Notice in my synopsis that most of it is about other characters rather than Superman; draw your own conclusions from there. As initially suspected, this was a platform to bring the Justice League to fruition. That said, it is not necessarily a bad thing, because I must admit that I am sufficiently excited for the upcoming film. To be a sequel to a Superman movie, it seemed to be less about the character that it was inspired by. Don’t misunderstand me; Henry Cavill is featured plenty, but I highly doubt anyone can say that he is the prominent figure of the story. That title belongs to another.
“Courage is running towards danger while all others are running away.”
The opening of the film perfectly encompasses that quote as the audience is treated to a daring rescue attempt on the part of Affleck. My hat is definitely off to Ben Affleck, who brought much-needed intensity to his portrayal of the character. In my opinion his most pivotal scene comes when he’s not in the suit; my guess is the reasoning for that is the ability to see his face. It is the resolve he shows, especially during an argument with Alfred (Jeremy Irons), that lends credence to an assessment made solely out of fear.
Though Affleck’s performance was excellent, and there is no shortage of A-listers in the story, there was one other person who brought an interesting quality to their character, and that was Jesse Eisenberg. Eisenberg’s interpretation gave the mastermind a slightly unhinged quality that I found mildly compelling. The one factor I found lacking was his motivation for wanting to bring down the hero of Metropolis. Clarification on this point would have helped give a better understanding as to who Luthor is as a person. As it is, all we know is that he possesses a great intellect and is severely damaged by repeated trauma in his past. Just something as simple as a brief flashback would have done the trick. Hopefully the character is expanded upon in the extended version.
The story itself was quite imaginative in the signature style that Snyder has perfected (found myself having a Sucker Punch flashback), but all the moving parts do more harm than good as far as I’m concerned. All the different perspectives did give understanding for each character’s motivation (with the exception of Lex); however, the dipping in and out of everyone’s imagination makes it difficult at time to discern when things are actually happening. There is one Easter egg specifically featuring the caped crusader that I’m still wondering about.

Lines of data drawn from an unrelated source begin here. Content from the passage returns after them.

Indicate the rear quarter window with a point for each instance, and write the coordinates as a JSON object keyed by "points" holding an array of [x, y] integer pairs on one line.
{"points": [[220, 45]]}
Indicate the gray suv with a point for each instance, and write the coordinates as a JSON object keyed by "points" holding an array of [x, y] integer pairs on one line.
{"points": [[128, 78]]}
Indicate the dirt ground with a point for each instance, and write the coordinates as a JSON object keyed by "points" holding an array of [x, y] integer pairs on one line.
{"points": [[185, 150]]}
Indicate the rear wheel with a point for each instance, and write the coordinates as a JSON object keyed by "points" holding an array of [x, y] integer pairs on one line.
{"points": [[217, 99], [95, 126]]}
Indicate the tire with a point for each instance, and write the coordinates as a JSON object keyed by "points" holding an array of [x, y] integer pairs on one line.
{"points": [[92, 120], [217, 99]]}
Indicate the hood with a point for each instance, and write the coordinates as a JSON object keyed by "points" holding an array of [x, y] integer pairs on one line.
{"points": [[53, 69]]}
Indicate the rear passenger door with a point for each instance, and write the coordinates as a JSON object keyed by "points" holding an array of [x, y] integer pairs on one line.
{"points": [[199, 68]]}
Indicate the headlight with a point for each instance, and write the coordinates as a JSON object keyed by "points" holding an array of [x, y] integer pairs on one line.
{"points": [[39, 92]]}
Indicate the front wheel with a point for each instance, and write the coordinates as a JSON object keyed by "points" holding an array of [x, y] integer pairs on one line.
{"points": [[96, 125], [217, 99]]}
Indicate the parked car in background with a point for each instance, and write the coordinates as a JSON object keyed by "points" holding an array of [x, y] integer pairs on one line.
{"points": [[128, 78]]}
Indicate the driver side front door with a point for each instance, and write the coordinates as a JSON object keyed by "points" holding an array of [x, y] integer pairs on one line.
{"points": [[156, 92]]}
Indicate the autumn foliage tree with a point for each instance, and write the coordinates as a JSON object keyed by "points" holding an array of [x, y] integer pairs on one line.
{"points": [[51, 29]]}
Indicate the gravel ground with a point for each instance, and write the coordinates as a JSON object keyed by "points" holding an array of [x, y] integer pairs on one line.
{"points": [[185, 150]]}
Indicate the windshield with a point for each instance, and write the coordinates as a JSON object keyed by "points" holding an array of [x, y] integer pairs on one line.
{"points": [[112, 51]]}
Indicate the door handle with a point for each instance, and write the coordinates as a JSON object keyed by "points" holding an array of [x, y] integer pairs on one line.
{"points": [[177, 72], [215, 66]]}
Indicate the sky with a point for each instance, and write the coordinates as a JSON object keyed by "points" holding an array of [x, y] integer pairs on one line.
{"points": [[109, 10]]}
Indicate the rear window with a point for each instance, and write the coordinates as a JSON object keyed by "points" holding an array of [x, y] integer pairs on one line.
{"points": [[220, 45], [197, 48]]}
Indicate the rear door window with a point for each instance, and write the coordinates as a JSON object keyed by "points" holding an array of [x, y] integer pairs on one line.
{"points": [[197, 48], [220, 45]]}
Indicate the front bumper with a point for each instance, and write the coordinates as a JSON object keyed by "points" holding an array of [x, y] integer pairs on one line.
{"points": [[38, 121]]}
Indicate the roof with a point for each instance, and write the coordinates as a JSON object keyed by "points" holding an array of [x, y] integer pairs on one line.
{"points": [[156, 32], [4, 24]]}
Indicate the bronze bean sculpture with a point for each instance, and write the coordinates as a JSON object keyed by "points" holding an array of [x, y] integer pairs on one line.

Batman vs. Superman is presented in an aspect ratio of 2.40:1. The high-definition 3D image is arrived at using the standard duel MVC codec at an average 18/11 mbps. The first complaint might be that the IMAX aspect ratio portions have not been preserved here as they had been for the home video release of The Dark Knight. Your complaints should end right there. There is a nice element of film grain here that works quite effectively to give the film an organic and richly atmospheric feel. Colors blast when the rare chance arrives. The colors are reference, and facial close-ups are pretty spot-on. The green mist of the kryptonite weapons allows a nice ethereal study in contrast and texture. This reproduces the theatrical 3D screening pretty much spot-on.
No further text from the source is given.